O artista, nascido em São Simão em 27 de setembro de 1925, foi para a capital com 7 anos. Seu pai, de ascendência alemã, era mecânico. Em São Paulo, Grassmann fez o curso primário e completou seus estudos numa escola técnica onde aprendeu fundição, solda e se especializou em fazer entalhes na madeira. Mas a indústria de móveis não contratava quem fazia peças únicas. Foram seus colegas, nessa escola, três artistas plásticos que também tiveram notável desempenho: Flávio Shiró Tanaka, Otávio Araújo e Luiz Sacilotto. O jovem Grassmann descobriu que suas habilidades de entalhador eram úteis para produzir xilogravuras. Fez uma série delas, revelando desde o início uma inclinação para o fantástico, para a criação de seres insólitos e para uma obsessiva busca do esmero técnico, do bem fazer aliado ao fazer bem-feito.

Sídio Augusto de Souza

Nascido em Pirassununga a 12 de setembro de 1921, filho de Maria da Glória e José Augusto de Souza. Um dos filhos de uma grande família era irmão de Carlos Augusto de Souza, Olga de Souza Krempel, José Augusto de Souza, Genésio Augusto de Souza, entre outros. Foi locutor de rádio, declamava poesias caipiras como ninguém. Em1948 mudou-se para São Simão casando-se com Domingas Rodrigues com quem teve dois filhos. Ficou viúvo em 1951, e em 1955 casou-se novamente, teve seis filhos com Elsa Benedicta Pereira de Souza com quem permaneceu casado. Foi Oficial de Justiça da Comarca de São Simão de 1951 até sua aposentadoria em 1987, cidadão benévolo, dono de uma dicção impecável e um estilo inconfundível. Trabalhou na M3 - Serviço de Alto Falantes da Praça da República animando as famílias, casais e apaixonados, com um vasto acervo de discos de músicas de sucesso como Vicente Celestino, Tunico e Tinoco, Jovem Guarda, entre outros. Era o locutor oficial das quermesses beneficentes de São Simão e das fazendas da redondeza, locutor do Serviço de utilidade pública e falecimentos do Serviço de Alto Falantes da Igreja Matriz, locutor de leilões e bingos. Participou de inúmeros festivais culturais no Theatro Carlos Gomes, participou como convidado em diversas encenações dramáticas, comédias em vários circos que passaram por São Simão e Pirassununga. No circo, também foi palhaço, tendo um personagem bastante querido pelas crianças. Representou Simão da Silva Teixeira, o fundador da cidade de São Simão no Programa Silvio Santos "Cidade x Cidade" na antiga TV Tupi. Em 1998 recebeu o título de Cidadão Simonense. Sídio Augusto de Souza faleceu dia 3 de novembro de 2005 no Hospital das Clínicas em Ribeirão Preto e foi sepultado em São Simão.

João Roberto de Souza

Ator, bailarino, coreógrafo, figurinista, cenógrafo, diretor, professor, maitre de Butoh, jornalista.

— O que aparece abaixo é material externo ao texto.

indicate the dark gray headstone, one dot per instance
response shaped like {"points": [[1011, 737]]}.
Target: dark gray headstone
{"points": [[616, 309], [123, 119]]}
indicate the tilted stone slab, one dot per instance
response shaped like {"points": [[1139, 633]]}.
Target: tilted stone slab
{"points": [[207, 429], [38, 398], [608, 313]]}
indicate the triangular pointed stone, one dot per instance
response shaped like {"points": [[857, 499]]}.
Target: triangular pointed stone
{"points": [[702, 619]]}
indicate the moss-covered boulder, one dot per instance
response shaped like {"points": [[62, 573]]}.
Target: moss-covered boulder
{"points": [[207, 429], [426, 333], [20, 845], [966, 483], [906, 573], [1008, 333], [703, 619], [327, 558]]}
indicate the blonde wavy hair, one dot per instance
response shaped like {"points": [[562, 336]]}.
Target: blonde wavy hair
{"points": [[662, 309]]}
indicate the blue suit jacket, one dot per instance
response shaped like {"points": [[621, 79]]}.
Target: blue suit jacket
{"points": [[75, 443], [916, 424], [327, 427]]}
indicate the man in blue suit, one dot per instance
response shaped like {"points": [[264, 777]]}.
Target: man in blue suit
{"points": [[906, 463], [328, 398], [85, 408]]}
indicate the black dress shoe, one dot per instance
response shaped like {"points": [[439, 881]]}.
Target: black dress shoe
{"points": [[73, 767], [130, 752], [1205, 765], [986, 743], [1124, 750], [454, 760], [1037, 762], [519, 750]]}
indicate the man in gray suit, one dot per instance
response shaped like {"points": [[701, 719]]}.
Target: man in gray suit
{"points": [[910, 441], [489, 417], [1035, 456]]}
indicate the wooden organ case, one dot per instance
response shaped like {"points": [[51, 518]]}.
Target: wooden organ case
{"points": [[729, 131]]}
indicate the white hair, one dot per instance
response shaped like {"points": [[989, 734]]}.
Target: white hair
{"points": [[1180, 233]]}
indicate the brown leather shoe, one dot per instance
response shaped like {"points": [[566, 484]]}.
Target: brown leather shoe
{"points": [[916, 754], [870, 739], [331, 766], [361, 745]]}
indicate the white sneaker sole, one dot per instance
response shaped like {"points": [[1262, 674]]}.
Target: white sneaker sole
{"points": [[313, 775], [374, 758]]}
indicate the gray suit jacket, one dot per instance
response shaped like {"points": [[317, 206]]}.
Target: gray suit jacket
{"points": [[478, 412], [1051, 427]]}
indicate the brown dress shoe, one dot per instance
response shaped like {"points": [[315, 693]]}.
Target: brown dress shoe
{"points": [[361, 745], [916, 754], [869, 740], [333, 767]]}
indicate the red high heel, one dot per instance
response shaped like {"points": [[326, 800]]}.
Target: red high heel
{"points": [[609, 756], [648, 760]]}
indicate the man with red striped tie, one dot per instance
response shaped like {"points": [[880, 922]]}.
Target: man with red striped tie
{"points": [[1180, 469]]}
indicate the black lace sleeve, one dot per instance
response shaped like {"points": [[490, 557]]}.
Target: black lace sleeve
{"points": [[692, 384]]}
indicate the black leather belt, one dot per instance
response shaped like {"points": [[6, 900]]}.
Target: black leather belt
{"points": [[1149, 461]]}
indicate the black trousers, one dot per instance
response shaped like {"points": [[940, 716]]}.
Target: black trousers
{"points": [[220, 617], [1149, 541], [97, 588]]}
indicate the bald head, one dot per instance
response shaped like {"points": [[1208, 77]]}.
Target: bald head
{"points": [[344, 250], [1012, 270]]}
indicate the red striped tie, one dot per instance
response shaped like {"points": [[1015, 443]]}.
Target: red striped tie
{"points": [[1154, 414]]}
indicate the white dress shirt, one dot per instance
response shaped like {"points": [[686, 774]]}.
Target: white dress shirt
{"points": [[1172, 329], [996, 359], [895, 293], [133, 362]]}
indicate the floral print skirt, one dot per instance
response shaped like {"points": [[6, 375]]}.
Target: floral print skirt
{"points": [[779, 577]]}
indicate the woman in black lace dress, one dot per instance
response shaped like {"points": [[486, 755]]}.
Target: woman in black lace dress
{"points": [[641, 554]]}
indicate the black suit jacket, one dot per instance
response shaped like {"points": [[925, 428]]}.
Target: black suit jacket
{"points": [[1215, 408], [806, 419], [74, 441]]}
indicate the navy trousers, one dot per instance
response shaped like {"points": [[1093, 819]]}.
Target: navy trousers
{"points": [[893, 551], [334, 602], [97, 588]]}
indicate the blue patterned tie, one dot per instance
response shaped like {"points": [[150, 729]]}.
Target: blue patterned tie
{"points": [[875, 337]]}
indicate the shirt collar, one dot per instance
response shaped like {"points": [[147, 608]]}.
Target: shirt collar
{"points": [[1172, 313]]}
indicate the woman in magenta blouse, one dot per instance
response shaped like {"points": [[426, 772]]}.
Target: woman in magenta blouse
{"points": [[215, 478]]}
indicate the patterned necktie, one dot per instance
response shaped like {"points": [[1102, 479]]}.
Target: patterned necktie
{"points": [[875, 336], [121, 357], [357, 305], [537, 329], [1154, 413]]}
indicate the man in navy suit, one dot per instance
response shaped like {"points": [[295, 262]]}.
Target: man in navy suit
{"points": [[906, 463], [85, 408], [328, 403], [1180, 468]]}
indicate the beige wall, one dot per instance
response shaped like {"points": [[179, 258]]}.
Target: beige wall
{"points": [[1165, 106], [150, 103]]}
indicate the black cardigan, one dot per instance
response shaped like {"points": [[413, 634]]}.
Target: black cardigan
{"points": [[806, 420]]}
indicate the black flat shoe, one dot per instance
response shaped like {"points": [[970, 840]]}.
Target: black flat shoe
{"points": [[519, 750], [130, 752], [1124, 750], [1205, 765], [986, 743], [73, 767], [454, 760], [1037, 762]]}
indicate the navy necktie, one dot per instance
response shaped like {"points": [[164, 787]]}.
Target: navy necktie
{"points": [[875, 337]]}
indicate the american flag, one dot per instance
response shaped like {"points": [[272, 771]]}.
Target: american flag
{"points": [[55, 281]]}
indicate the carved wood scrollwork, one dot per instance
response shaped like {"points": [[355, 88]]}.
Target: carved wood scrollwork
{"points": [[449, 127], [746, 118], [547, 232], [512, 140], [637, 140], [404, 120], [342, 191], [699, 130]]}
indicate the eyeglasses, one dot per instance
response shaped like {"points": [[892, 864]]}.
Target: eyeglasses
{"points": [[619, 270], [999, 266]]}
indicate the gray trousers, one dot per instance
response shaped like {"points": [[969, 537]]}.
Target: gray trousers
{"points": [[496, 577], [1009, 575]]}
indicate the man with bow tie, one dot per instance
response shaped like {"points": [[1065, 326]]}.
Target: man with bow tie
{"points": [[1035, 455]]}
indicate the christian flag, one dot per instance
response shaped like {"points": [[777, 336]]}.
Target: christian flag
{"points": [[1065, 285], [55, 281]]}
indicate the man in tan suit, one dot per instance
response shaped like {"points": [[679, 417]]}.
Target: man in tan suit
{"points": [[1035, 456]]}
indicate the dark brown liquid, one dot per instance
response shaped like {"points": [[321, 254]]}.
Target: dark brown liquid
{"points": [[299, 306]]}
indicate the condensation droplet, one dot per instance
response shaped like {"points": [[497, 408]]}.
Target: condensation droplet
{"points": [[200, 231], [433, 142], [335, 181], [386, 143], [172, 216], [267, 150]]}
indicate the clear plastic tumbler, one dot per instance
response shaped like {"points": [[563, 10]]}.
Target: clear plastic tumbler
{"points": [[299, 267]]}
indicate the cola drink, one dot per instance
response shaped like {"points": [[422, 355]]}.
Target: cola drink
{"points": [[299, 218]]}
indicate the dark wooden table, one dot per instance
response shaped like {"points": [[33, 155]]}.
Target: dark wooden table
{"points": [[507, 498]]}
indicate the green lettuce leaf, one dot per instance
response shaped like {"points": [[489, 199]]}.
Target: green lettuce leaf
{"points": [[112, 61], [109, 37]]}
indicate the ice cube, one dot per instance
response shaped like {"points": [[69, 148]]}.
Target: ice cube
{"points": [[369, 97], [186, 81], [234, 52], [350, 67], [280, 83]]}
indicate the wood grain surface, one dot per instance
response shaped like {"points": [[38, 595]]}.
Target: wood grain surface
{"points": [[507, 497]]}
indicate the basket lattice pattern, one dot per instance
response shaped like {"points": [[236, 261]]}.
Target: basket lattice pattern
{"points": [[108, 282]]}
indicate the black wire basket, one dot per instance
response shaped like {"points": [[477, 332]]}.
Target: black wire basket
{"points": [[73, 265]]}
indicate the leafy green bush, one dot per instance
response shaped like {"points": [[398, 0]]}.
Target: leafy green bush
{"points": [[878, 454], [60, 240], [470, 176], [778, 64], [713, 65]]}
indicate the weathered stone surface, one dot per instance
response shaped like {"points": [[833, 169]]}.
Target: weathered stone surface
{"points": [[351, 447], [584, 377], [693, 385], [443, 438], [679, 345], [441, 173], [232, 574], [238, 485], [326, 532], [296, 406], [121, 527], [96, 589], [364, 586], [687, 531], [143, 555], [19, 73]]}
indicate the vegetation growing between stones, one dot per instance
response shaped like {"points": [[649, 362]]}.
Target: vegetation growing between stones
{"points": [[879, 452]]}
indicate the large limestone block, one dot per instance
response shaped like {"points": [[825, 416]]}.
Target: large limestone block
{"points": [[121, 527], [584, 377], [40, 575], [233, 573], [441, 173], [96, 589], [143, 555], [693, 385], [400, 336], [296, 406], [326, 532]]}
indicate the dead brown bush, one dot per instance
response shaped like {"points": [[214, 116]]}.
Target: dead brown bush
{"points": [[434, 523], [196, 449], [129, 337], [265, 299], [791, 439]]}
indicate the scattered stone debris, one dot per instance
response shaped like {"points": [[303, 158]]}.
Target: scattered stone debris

Desde 1972, trilha sua forma de expressão na linha do teatro de dança. Tem formação eclética, visando seu aprimoramento artístico, procura atingir outras áreas das artes. Em 1982, após uma apresentação no Programa da TV Cultura "É Proibido Colar!", recebeu bolsa integral para o Dança Clarisse Abujamra em São Paulo, possibilitando o contato com grandes personalidades que muito contribuíram para seu crescimento artístico. Em 1997, retorna a São Simão/SP, sua cidade natal, para assumir a Secretaria Municipal de Cultura. Transformou o Delirivm Teatro de Dança em um grupo inédito, com senhoras de idade entre 51 e 85 anos, muito festejado pela mídia, graças a seriedade de seu trabalho, o grupo recebeu prêmios importantes. Para não interromper sua carreira pedagógica, fundou a Ogawa Butoh Center Associação Cultural e Ecológica e realizou a primeira edição do Butoh Inside Movement Series, trazendo para o evento, significantes personalidades e espetáculos de dança Butoh do país. Considerado um dos grandes nomes do Butoh, já recebeu dezenas de prêmios como coreógrafo, figurinista, cenógrafo, diretor e bailarino e realizou inúmeras turnês pelo país e exterior. É figurinista da Cia. de Teatro da Universidade do Oeste Paulista – Unoeste.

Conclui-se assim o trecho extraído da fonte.